NAME
Lingua::EN::Titlecase - Titlecasing of English words by traditional editorial rules.
VERSION
0.03
CAVEAT
Alpha software. I'm very interested in feedback! All interfaces, method names, and internal code subject to change or being roundfiled in the BackPan.
Apologies for the current placeholders in this doc.
SYNOPSIS
use Lingua::EN::Titlecase;
my $tc = Lingua::EN::Titlecase->new("CAN YOU FIX A TITLE?");
print $tc->title(), $/;
$tc->title("and again but differently");
print $tc->title(), $/;
$tc->title("cookbook don't work, do she?");
print "$tc\n";
DESCRIPTION
Titlecasing in standard English usage is the initial capitalization of regular words minus inner articles, prepositions, and conjunctions.
This is one of those problems that is somewhat easy to solve for the general case but impossible to solve for all cases.

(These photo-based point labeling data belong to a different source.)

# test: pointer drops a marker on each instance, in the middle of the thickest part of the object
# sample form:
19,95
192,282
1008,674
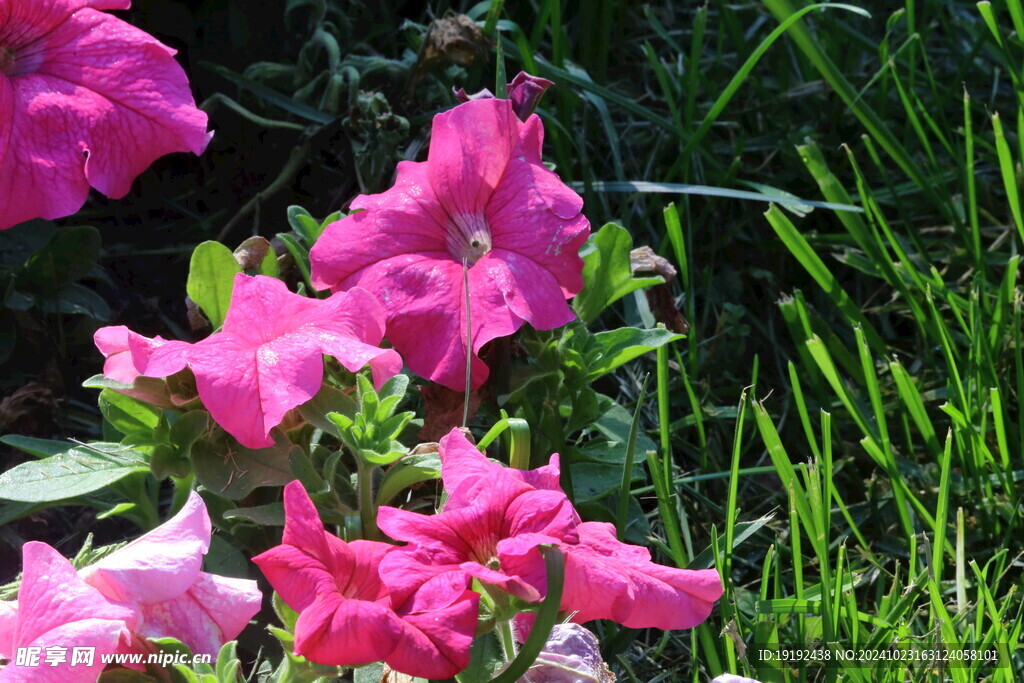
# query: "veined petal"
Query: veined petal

Hence the lack of module till now.
# allow for style/usage plugins...?
Simple techniques like--
$data =~ s/(\w+)/\u\L$1/g;
Fail on words like "can't" and don't always take into account editorial rules or cases like--
- compound words -- Perl-like
- abbreviations -- USA
- mixedcase and proper names -- eBay: nEw KEyBOArD
-
NB: cases like iPod and eBay do not currently work properly and don't yet have a hook to manually correct this. They will have both in future versions.
- all caps -- SHOUT ME DOWN
Lingua::EN::Titlecase attempts to cater to the general cases and provide hooks to address the special.
INTERFACE
- Lingua::EN::Titlecase->new()
- $tc->new
-
The string to be titlecased can be set three ways. Single argument to new. The "original" hash element to
new
. With thetitle
method.$tc->new("this is what should be titlecased"); $tc->new(original => "no, this is"); $tc->title("i beg to differ");
The last is to be able to reuse the Titlecase object.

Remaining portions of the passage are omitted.